Formulating these theories and groundbreaking ideas only takes about ten minutes of my time so I go back to playing Bejeweled Blitz to occupy myself. And just when I’m about to cash in all of my coins for a rare Ruby gem it happens. My name is called. I want to turn and look at the faces of all those who remain, just to boast a little that my hospital visit is almost over and soon I can breathe the fresh air again, but then I am reminded that there is no one else. I have lost this time. Apparently seniority means nothing anymore.
So I’m brought back behind the doors and shoved into a freezing cold room and told to sit in a plastic chair until the doctor comes. I still feel slightly euphoric from the victory that is having my name called by a nurse. My own bed and my own Netflix are only about twenty minutes away now, I reassure myself. So I sit and I wait. And I wait. And then a creepy looking old man in a wheelchair who occupies the room across from mine wheels up to the edge of my door and parks himself. He just sits there staring at me. I feel uncomfortable so I do what I do best: avoid him. I pull out my phone and play bejeweled blitz again. He starts talking to me in a low, mumbly voice and I’m so terrified at the thought of having a conversation with him that I immediately pretend I am sleeping. He stays there for another hour. That’s how long it takes the doctor to find me. I just assume she was lost.
She checks my head and x-rays my arm and then tells me I still have a sinus infection (3 months and counting!) and that I just gave myself a bad sprain and she bandages up my wrist. She tells me I am not allowed to lift weights for 3-4 weeks. I pretend that is upsetting news for me.
I go home and get back in bed with my heating pad and watch more Doctor Who.

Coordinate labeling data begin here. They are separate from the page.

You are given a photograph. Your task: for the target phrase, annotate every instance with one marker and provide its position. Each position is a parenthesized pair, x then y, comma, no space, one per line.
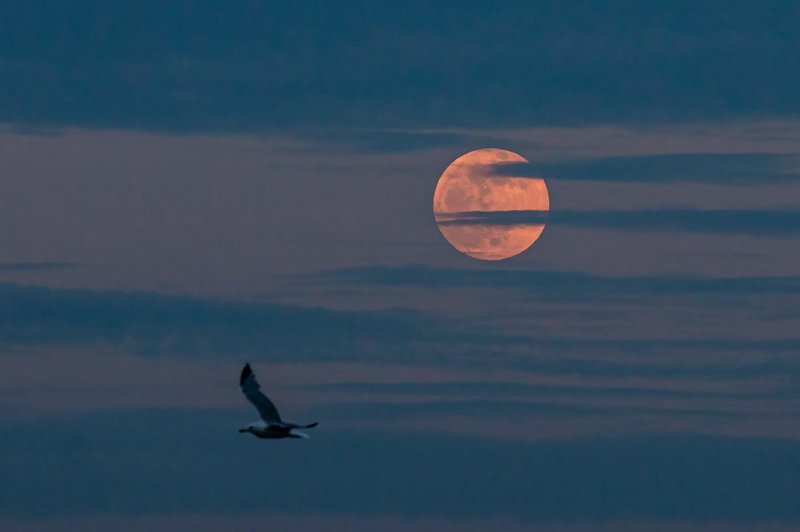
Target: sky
(187,186)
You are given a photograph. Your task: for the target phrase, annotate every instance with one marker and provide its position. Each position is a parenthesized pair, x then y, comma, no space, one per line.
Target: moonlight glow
(469,185)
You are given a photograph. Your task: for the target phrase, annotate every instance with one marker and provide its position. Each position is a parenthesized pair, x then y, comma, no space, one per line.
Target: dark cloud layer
(711,168)
(752,222)
(190,65)
(150,323)
(557,285)
(34,266)
(153,462)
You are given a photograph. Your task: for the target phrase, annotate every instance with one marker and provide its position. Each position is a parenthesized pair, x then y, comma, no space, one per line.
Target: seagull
(270,425)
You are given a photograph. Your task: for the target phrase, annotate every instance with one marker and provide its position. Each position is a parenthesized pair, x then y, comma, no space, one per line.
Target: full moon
(469,184)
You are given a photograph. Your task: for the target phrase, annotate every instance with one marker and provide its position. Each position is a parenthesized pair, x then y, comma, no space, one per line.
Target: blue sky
(189,186)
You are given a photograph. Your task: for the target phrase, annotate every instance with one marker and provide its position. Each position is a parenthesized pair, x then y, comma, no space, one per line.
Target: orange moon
(469,185)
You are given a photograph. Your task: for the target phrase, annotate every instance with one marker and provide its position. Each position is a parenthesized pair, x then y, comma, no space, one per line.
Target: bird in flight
(270,425)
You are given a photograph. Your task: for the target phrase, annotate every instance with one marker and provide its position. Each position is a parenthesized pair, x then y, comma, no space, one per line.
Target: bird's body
(270,426)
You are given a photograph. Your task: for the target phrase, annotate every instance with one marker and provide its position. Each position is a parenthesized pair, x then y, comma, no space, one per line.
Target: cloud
(708,168)
(751,222)
(108,463)
(555,285)
(34,266)
(246,66)
(149,323)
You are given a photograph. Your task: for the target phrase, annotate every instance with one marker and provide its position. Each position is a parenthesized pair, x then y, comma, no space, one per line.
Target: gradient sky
(186,186)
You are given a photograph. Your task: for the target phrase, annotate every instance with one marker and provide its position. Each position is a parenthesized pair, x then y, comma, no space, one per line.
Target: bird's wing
(252,390)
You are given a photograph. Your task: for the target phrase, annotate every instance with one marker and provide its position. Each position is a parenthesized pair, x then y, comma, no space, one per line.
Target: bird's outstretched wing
(252,390)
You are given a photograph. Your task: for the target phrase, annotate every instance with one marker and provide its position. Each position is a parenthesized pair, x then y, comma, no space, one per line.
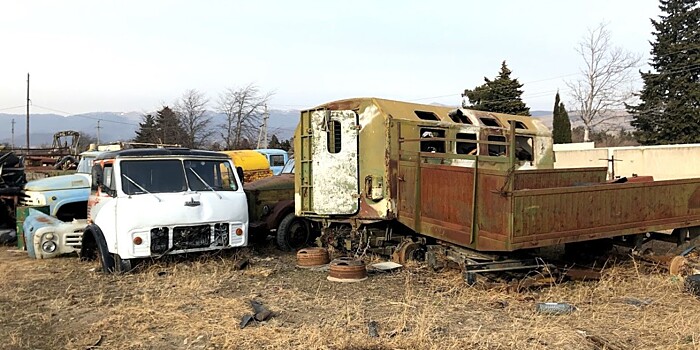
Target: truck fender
(94,242)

I immediately forget about my aforementioned plea regarding a truce with the new companion and once again I’m sitting there rolling my eyes at her antics and wishing Rose would come back. I’m only a few episodes away from her departure though. Ugh, I could be on to the next companion already if I didn’t waste my time in the ER.
The next time I end up back at the hospital with something stupid like a sprained wrist I swear I’m going to fake cry in the triage station and declare that it isn’t humanly possible to be in as much pain as I am. I need to get through those automatic sliding doors faster and re-assert myself as King. I can’t have such trivial things as hospital visits eating into my Netflix time.